Sunday, January 1, 2012
Chicken Diablo (Chicken with a Honey Curry Sauce)
This is a recipe that my Mom makes. We had forgotten about it for a while until my friend Woody told me wanted to have the meal my mother made us when she was visiting me in Florence. It took us a few days before we remembered what that meal was exactly. Then we remembered how difficult it was to find ginger powder in Florence. We went to two grocery stores and the market before we stumbled upon an Asian grocery store that had it. Ever since we rediscovered the recipe I have made it every couple months.
This meal has been a big hit at Sunday Night Dinner. It is quite easy to make and doesn't require many ingredients. I use less butter than the original recipe calls for just to make it a little healthier.
Total active time: 30 minutes
Total time: 1 hour 15 minutes
You will need:
1 pound Chicken Breasts
4 tablespoons butter
1 tablespoon olive oil
1 sleeve of Reduced Fat Ritz Crackers (or plain breadcrumbs)
1 teaspoon dried basil
1/4 - 1/2 teaspoon curry powder
1/4 teaspoon ginger powder
1/3 cup honey
Preheat the oven to 300 degrees.

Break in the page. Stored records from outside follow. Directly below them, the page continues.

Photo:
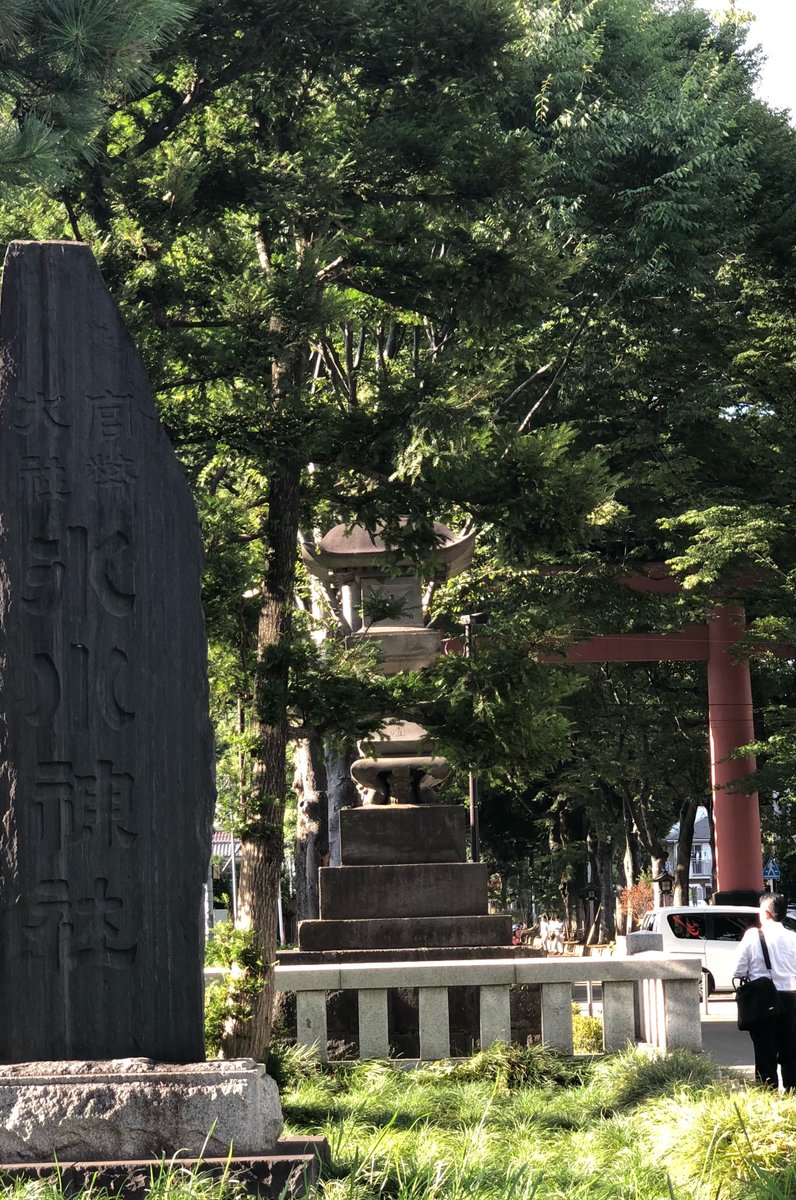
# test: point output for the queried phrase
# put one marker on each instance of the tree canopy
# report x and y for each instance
(522, 268)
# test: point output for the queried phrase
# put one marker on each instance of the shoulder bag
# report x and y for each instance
(758, 1000)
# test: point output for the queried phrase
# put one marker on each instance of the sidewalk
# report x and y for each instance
(722, 1038)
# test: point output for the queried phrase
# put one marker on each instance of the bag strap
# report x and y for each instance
(765, 951)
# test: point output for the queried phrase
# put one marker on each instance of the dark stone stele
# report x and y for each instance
(106, 750)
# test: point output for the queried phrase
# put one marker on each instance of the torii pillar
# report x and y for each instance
(736, 814)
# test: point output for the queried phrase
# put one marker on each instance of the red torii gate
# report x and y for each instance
(736, 814)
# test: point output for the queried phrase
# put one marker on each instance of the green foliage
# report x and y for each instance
(629, 1079)
(61, 66)
(231, 1001)
(677, 1129)
(510, 1067)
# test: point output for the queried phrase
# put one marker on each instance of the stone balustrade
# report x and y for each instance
(651, 1000)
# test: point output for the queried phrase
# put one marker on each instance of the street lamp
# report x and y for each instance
(470, 621)
(665, 883)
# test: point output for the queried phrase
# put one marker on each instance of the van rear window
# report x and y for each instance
(686, 925)
(731, 928)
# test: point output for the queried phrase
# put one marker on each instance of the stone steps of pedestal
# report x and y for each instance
(402, 833)
(405, 933)
(408, 889)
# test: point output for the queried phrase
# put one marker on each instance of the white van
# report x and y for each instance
(711, 931)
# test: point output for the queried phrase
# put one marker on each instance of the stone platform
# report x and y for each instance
(136, 1109)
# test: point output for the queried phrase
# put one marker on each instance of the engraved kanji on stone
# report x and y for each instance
(41, 413)
(43, 478)
(43, 579)
(111, 415)
(84, 929)
(72, 808)
(113, 474)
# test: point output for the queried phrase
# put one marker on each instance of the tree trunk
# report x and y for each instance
(341, 792)
(683, 853)
(608, 891)
(261, 861)
(312, 825)
(658, 867)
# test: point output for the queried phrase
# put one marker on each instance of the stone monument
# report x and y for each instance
(404, 883)
(106, 751)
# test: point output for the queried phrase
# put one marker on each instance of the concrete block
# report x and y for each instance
(402, 833)
(405, 933)
(428, 975)
(311, 1021)
(373, 1032)
(682, 1015)
(557, 1015)
(495, 1015)
(135, 1108)
(438, 889)
(435, 1024)
(618, 1014)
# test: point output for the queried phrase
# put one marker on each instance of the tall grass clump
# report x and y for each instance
(734, 1145)
(624, 1080)
(520, 1123)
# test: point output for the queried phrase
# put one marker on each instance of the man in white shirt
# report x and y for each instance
(774, 1041)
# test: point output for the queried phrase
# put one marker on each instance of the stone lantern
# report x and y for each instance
(405, 887)
(371, 579)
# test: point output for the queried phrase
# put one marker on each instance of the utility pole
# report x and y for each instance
(470, 621)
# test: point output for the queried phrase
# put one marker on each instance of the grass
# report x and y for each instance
(520, 1123)
(530, 1125)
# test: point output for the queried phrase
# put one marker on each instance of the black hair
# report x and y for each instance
(774, 905)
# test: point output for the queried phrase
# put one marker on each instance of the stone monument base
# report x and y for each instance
(132, 1109)
(288, 1170)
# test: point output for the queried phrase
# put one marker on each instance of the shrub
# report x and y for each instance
(510, 1066)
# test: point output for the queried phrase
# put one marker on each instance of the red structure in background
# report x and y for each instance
(736, 815)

Then crush the crackers into a small bowl. Mix in the dried basil. In another small bowl whisk the 2 eggs. Then coat the chicken breasts with the cracker crumb mixture. Then dunk in the eggs, and then back in the cracker crumbs.
Heat 1 tablespoon butter and the olive oil in a large skillet over medium heat. Then brown the chicken. Once the chicken is browned on both sides place it on a baking sheet and put into the oven. The chicken should take about 40 minutes to an hour to cook depending on how thick the chicken breasts are.
While the chicken is baking, make the sauce. Melt 3 tablespoons butter in a small saucepan. Stir in the honey. Let the butter and honey mixture bubble and reduce for about 5 minutes. Then add the ginger and curry. These are pretty strong spices so add them slowly being careful not to add too much. I recommend starting with 1/4 teaspoon of each and then adding more to taste.
Once the chicken is cooked, serve with the sauce on top. I always serve this meal with Rice Pilaf.